Poor air quality impacts every aspect of life, including sleep and exercise. These effects are interdependent and difficult to isolate.
Air quality can cause fluctuations in performance, focus, and energy throughout the day, creating a negative cycle across multiple health dimensions.
While we have effective wearables to measure sleep and exercise, empowering people to understand how their actions impact these areas, we lack air monitors that quantify air quality's impact on health and productivity.
Just as "eight hours of sleep" and "10,000 steps a day" have become common knowledge, we aim to show people how many of their 9,000 daily breaths should be clean air.
Health Air Monitoring
We're defining the category of air health monitoring using real-time space tracking. By putting more power in individuals' hands, we help people make informed decisions about their health and performance based on their own data.

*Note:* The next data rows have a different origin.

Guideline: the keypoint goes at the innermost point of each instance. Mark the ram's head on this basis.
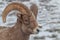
(26, 18)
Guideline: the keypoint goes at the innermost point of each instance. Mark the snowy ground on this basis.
(48, 17)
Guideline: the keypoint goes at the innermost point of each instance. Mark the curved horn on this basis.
(15, 6)
(34, 9)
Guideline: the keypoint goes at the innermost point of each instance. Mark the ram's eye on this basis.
(25, 20)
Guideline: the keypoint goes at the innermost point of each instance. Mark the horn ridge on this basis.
(15, 6)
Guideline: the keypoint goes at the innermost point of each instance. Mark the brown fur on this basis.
(25, 25)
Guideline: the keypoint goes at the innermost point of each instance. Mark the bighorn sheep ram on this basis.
(26, 22)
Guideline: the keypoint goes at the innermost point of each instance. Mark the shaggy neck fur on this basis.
(18, 33)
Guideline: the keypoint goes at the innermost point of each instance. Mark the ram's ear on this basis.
(34, 9)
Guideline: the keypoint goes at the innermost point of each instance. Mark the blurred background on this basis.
(48, 17)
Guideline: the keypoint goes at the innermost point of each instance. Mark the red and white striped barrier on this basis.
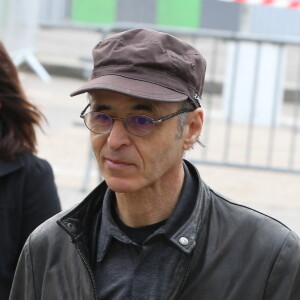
(292, 4)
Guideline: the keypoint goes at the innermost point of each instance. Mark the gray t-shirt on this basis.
(147, 271)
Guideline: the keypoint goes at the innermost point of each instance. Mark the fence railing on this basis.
(251, 98)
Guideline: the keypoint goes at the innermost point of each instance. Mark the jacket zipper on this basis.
(88, 269)
(187, 273)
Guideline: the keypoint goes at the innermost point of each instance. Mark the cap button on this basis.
(183, 241)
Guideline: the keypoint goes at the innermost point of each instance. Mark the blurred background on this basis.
(251, 98)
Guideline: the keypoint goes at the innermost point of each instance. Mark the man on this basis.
(153, 229)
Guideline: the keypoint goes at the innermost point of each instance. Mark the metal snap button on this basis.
(71, 226)
(183, 241)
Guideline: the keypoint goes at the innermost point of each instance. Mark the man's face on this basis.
(130, 163)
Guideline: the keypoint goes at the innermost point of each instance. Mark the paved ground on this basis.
(66, 144)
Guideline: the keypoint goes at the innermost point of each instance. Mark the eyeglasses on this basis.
(138, 125)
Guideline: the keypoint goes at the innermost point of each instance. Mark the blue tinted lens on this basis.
(98, 122)
(139, 125)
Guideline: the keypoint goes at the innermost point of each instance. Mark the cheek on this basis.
(97, 142)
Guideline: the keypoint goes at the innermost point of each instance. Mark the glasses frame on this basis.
(167, 117)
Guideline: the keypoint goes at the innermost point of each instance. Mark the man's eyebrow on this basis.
(145, 107)
(99, 107)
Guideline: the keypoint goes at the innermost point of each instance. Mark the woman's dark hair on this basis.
(17, 115)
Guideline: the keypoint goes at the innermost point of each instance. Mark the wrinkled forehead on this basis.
(118, 100)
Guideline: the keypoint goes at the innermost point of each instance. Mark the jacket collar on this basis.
(10, 167)
(83, 222)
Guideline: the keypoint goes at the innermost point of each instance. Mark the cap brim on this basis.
(131, 87)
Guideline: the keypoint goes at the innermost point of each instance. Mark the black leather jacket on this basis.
(238, 254)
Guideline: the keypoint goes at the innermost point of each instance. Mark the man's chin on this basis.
(121, 186)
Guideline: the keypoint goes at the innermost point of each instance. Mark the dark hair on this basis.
(17, 115)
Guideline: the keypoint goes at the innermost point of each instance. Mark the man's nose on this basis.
(118, 136)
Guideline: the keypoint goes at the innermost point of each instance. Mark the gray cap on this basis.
(147, 64)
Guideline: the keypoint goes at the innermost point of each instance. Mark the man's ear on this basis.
(193, 128)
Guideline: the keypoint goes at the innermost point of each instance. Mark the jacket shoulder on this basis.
(47, 231)
(250, 222)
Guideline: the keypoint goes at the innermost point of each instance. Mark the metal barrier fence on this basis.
(251, 98)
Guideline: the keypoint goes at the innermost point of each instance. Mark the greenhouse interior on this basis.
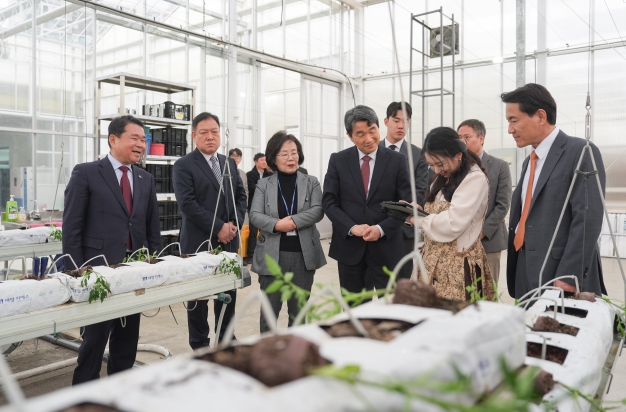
(426, 214)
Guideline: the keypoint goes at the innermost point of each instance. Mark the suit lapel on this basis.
(272, 195)
(353, 164)
(108, 174)
(137, 188)
(302, 190)
(551, 160)
(382, 157)
(204, 166)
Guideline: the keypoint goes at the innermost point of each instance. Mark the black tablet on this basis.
(403, 207)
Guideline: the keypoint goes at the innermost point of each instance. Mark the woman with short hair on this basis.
(453, 254)
(286, 206)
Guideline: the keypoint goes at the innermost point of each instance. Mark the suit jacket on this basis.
(420, 171)
(244, 180)
(253, 178)
(575, 250)
(197, 192)
(264, 215)
(96, 220)
(345, 204)
(494, 228)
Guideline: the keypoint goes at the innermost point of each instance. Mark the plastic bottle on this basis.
(12, 210)
(21, 216)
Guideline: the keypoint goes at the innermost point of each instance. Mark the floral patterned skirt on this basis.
(451, 271)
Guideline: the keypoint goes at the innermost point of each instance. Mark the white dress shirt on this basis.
(463, 221)
(398, 145)
(372, 163)
(118, 173)
(542, 152)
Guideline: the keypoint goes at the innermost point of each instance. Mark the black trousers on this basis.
(252, 241)
(122, 348)
(197, 319)
(367, 274)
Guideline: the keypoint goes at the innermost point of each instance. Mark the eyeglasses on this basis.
(286, 156)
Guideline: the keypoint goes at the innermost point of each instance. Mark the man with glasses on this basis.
(197, 185)
(494, 233)
(111, 210)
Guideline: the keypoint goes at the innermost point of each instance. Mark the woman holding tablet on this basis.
(456, 203)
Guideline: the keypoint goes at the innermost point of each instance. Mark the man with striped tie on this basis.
(197, 178)
(540, 195)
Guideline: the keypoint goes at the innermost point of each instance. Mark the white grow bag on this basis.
(587, 351)
(21, 296)
(475, 339)
(32, 236)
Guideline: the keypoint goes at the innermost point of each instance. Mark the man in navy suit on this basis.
(197, 177)
(111, 210)
(358, 179)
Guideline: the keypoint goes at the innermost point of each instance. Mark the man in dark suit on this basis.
(259, 171)
(197, 177)
(494, 234)
(111, 209)
(540, 195)
(395, 141)
(358, 179)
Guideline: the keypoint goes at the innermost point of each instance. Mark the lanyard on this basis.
(293, 199)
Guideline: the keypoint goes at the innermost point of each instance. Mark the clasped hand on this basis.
(227, 233)
(367, 232)
(285, 224)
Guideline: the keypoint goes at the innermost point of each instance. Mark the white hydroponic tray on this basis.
(473, 341)
(587, 351)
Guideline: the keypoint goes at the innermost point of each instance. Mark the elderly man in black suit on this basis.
(395, 141)
(358, 179)
(540, 196)
(494, 234)
(197, 178)
(111, 210)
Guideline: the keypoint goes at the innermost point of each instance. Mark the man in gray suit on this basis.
(395, 141)
(540, 195)
(494, 234)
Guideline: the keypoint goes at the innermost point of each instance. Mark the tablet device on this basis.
(403, 207)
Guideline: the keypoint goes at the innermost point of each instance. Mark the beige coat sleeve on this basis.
(466, 212)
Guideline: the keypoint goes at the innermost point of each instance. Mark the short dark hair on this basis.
(532, 97)
(393, 108)
(359, 114)
(276, 143)
(235, 151)
(203, 116)
(477, 125)
(118, 125)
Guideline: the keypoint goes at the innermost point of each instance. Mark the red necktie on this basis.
(521, 227)
(128, 197)
(365, 173)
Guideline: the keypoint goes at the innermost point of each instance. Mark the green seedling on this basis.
(101, 288)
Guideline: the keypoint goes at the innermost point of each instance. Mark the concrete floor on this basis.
(163, 330)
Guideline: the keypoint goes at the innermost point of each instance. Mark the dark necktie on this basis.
(365, 173)
(128, 197)
(215, 166)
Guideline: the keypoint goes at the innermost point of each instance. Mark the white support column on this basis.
(359, 49)
(542, 51)
(232, 115)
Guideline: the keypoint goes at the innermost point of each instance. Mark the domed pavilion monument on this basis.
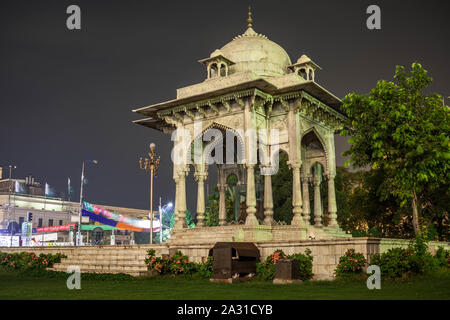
(253, 104)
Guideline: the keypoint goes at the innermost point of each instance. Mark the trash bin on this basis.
(234, 261)
(287, 271)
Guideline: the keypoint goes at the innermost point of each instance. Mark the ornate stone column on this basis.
(200, 177)
(297, 219)
(180, 204)
(251, 196)
(332, 209)
(268, 200)
(222, 205)
(317, 199)
(306, 210)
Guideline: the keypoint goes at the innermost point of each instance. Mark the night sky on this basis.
(66, 96)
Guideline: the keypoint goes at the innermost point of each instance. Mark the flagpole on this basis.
(78, 242)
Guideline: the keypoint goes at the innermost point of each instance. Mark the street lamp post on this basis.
(151, 163)
(161, 212)
(78, 240)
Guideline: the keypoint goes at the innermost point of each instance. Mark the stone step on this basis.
(115, 271)
(128, 262)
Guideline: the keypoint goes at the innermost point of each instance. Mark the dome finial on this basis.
(249, 20)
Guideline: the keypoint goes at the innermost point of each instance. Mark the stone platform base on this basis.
(196, 244)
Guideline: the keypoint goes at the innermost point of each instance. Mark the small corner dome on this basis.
(304, 58)
(216, 53)
(255, 52)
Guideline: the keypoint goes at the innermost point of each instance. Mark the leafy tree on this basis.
(168, 220)
(404, 131)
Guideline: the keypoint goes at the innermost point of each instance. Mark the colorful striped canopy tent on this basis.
(109, 218)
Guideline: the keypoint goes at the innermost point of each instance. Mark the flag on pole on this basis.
(69, 189)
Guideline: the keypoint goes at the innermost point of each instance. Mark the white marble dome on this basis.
(255, 52)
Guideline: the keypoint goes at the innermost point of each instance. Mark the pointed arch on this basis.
(310, 137)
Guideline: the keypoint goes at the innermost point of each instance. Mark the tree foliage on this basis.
(404, 131)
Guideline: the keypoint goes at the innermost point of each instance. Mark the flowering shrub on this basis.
(266, 269)
(28, 260)
(177, 264)
(350, 264)
(205, 268)
(443, 258)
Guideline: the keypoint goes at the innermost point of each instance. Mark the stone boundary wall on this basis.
(326, 253)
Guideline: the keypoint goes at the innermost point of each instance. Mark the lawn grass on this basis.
(17, 286)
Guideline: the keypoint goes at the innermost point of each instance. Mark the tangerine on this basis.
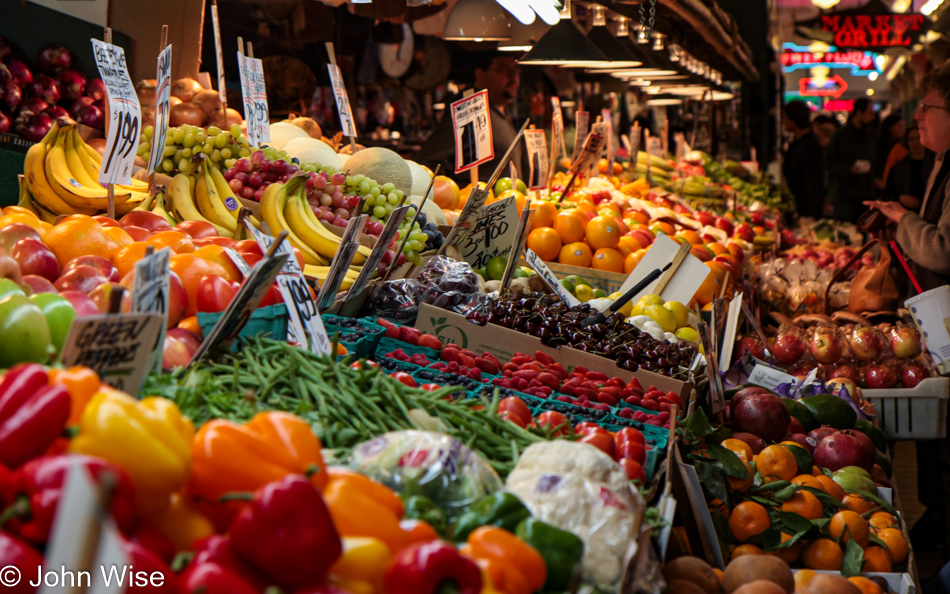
(575, 254)
(603, 232)
(545, 242)
(823, 553)
(570, 225)
(607, 259)
(748, 519)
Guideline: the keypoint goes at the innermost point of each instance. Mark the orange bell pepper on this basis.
(82, 383)
(360, 506)
(514, 565)
(228, 457)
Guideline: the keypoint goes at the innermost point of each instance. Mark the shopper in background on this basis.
(907, 179)
(497, 73)
(924, 236)
(891, 136)
(849, 157)
(804, 165)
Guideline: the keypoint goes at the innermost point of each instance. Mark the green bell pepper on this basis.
(422, 508)
(501, 509)
(561, 550)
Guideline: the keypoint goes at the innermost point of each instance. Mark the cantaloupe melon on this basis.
(281, 133)
(384, 166)
(313, 151)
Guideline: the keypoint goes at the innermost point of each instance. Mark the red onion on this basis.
(90, 115)
(55, 57)
(96, 89)
(11, 94)
(72, 83)
(20, 71)
(46, 89)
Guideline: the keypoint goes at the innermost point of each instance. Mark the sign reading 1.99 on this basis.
(125, 115)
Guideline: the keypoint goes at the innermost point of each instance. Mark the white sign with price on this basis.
(347, 124)
(473, 136)
(125, 114)
(301, 307)
(255, 99)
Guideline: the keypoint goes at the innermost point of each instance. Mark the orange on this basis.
(897, 545)
(742, 485)
(126, 256)
(739, 448)
(866, 585)
(79, 235)
(748, 519)
(746, 550)
(832, 488)
(190, 268)
(876, 559)
(823, 553)
(802, 577)
(603, 231)
(777, 461)
(631, 261)
(575, 254)
(544, 214)
(807, 480)
(179, 241)
(545, 242)
(857, 503)
(805, 504)
(847, 524)
(570, 225)
(788, 554)
(628, 245)
(607, 259)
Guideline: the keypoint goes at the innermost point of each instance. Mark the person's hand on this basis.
(892, 210)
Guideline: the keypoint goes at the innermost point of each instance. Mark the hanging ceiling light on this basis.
(477, 20)
(565, 45)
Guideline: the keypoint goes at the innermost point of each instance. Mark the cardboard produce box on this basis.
(453, 328)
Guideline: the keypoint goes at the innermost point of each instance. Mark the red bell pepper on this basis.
(211, 578)
(287, 532)
(33, 492)
(17, 556)
(424, 568)
(32, 413)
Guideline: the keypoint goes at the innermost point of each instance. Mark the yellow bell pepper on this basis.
(149, 439)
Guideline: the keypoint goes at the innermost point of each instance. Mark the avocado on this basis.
(831, 410)
(801, 412)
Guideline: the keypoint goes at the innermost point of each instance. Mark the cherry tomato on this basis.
(214, 293)
(404, 378)
(515, 407)
(551, 420)
(633, 469)
(631, 450)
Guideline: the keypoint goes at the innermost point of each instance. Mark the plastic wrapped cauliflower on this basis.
(578, 488)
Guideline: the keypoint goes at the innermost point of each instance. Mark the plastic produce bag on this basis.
(430, 464)
(578, 488)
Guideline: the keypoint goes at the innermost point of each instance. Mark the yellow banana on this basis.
(272, 211)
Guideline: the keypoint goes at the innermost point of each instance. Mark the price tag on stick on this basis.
(125, 114)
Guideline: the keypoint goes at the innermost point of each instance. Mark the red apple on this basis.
(145, 219)
(35, 258)
(105, 267)
(37, 284)
(81, 303)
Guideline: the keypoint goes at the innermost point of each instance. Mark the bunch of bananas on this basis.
(284, 207)
(205, 196)
(61, 174)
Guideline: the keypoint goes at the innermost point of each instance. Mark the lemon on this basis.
(584, 293)
(680, 312)
(661, 316)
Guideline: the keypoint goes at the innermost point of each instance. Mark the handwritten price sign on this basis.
(125, 114)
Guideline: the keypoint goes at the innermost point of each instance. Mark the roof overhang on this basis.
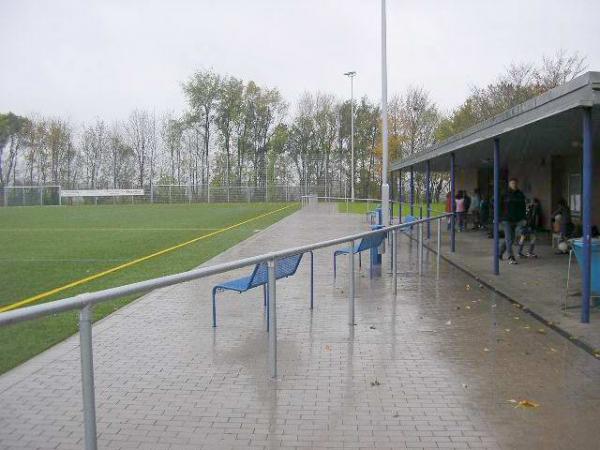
(545, 124)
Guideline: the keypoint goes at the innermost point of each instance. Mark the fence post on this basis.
(272, 318)
(351, 287)
(87, 377)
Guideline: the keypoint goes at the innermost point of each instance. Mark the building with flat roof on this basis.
(549, 143)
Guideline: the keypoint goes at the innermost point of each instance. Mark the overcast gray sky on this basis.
(84, 59)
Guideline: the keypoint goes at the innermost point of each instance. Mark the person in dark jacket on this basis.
(533, 219)
(513, 217)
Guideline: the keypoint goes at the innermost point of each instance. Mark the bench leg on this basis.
(267, 297)
(334, 265)
(214, 307)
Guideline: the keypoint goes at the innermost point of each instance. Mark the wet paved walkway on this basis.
(538, 284)
(437, 366)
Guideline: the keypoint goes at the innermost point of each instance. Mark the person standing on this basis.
(460, 210)
(512, 218)
(534, 215)
(449, 208)
(474, 210)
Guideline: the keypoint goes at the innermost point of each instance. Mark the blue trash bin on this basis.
(577, 245)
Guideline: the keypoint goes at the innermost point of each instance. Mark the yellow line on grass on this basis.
(43, 295)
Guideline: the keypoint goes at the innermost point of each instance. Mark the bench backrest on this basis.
(371, 241)
(285, 267)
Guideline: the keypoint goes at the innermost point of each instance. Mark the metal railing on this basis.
(86, 301)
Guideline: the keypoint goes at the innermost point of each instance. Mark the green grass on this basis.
(44, 248)
(364, 207)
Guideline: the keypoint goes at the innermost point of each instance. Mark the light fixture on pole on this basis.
(385, 188)
(351, 75)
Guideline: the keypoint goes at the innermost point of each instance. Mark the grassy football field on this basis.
(44, 249)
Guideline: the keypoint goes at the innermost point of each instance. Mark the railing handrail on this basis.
(91, 298)
(324, 197)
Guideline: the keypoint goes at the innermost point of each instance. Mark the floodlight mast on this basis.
(385, 188)
(351, 75)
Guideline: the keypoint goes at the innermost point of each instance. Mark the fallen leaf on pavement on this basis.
(526, 404)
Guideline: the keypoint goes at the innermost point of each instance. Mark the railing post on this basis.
(272, 319)
(312, 279)
(395, 259)
(439, 247)
(428, 196)
(87, 377)
(351, 287)
(453, 203)
(420, 249)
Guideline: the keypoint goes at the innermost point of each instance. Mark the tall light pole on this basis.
(385, 188)
(351, 75)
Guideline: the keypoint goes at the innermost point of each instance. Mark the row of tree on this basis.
(238, 133)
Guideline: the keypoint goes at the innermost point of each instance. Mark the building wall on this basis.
(466, 179)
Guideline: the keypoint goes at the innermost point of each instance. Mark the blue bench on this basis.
(365, 243)
(284, 268)
(408, 219)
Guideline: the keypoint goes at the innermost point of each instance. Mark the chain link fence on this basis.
(170, 194)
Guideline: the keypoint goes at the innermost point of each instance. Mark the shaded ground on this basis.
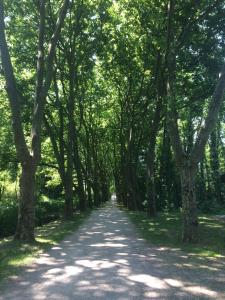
(105, 259)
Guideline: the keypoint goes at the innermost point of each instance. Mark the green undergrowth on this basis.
(15, 254)
(165, 231)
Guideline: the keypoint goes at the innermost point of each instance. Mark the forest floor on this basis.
(106, 259)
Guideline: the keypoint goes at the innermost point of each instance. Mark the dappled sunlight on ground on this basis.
(106, 259)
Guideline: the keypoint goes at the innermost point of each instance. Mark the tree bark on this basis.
(26, 209)
(29, 159)
(189, 206)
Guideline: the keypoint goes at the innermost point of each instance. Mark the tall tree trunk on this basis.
(150, 189)
(189, 206)
(215, 166)
(26, 212)
(78, 169)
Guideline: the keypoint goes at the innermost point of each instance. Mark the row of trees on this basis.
(122, 94)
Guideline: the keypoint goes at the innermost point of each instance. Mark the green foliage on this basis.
(165, 230)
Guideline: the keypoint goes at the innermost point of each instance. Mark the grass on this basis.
(165, 230)
(15, 254)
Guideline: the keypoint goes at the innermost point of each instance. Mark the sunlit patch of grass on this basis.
(165, 230)
(15, 254)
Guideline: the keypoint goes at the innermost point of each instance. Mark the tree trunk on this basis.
(78, 169)
(26, 210)
(190, 219)
(69, 197)
(150, 186)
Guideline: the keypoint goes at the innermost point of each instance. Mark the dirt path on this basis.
(105, 259)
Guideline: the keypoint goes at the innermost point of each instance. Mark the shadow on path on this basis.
(105, 259)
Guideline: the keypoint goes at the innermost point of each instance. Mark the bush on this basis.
(47, 210)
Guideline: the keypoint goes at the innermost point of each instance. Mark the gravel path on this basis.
(105, 259)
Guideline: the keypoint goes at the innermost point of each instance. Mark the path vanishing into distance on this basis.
(105, 259)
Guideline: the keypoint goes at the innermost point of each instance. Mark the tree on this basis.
(29, 156)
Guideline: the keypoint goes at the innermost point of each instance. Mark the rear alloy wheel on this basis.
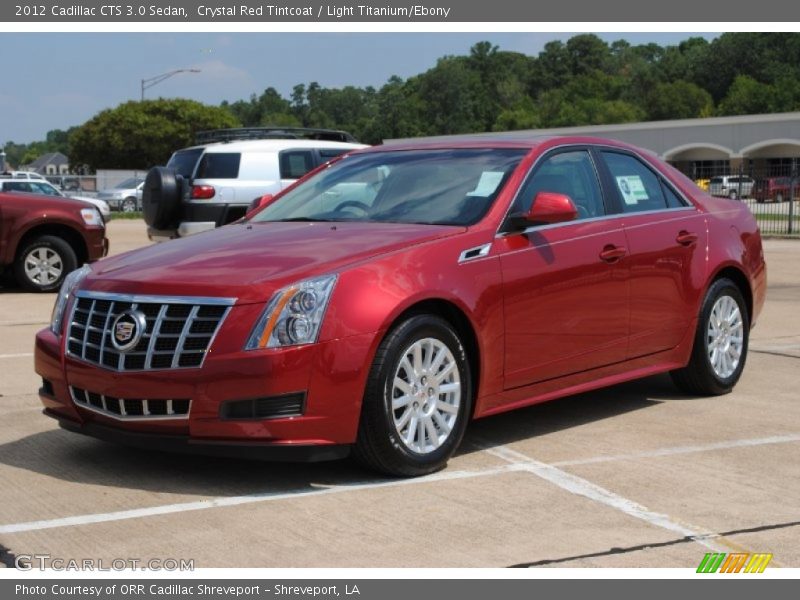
(418, 399)
(43, 263)
(720, 345)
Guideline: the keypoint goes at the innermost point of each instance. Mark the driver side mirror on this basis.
(547, 208)
(258, 203)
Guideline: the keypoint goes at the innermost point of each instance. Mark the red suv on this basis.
(388, 298)
(44, 238)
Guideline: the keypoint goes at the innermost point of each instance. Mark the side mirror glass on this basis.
(547, 208)
(258, 203)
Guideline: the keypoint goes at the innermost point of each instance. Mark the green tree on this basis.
(678, 100)
(138, 135)
(746, 96)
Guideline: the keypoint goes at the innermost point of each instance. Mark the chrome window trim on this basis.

Quantifying the consequences of choices in real-time closes the loop on air quality. We connect specific activities to poor air quality exposure and demonstrate the quantified impact on health or performance.
This empowers sustainable improvement in choices over time.
Enabling people to see how their decisions impact their health gives them agency.
While some bad choices have immediate consequences, it's harder to make lifestyle changes about something invisible like air. However, concrete impacts like sounding less articulate on a Zoom call or scoring lower on exams can motivate action.
That's why we've designed Happier Air to provide quantitative impacts and feedback loops on how air affects the activities you care about.
By leveraging sensors for PM 2.5, CO2, and VOC, our app provides real-time feedback on how air and lifestyle choices impact your health and performance.
Our device is built for the health of your spaces. Constantly connected to WiFi, it feeds your cloud the data needed to make actionable decisions about you in your office or your child in their room.
We've focused on making Happier Air accessible to everyone as a standalone device that works without the app. Simply turn it on, and a smiley face indicates if your air is good or bad.
We exist to help people like you optimize life by breathing happier.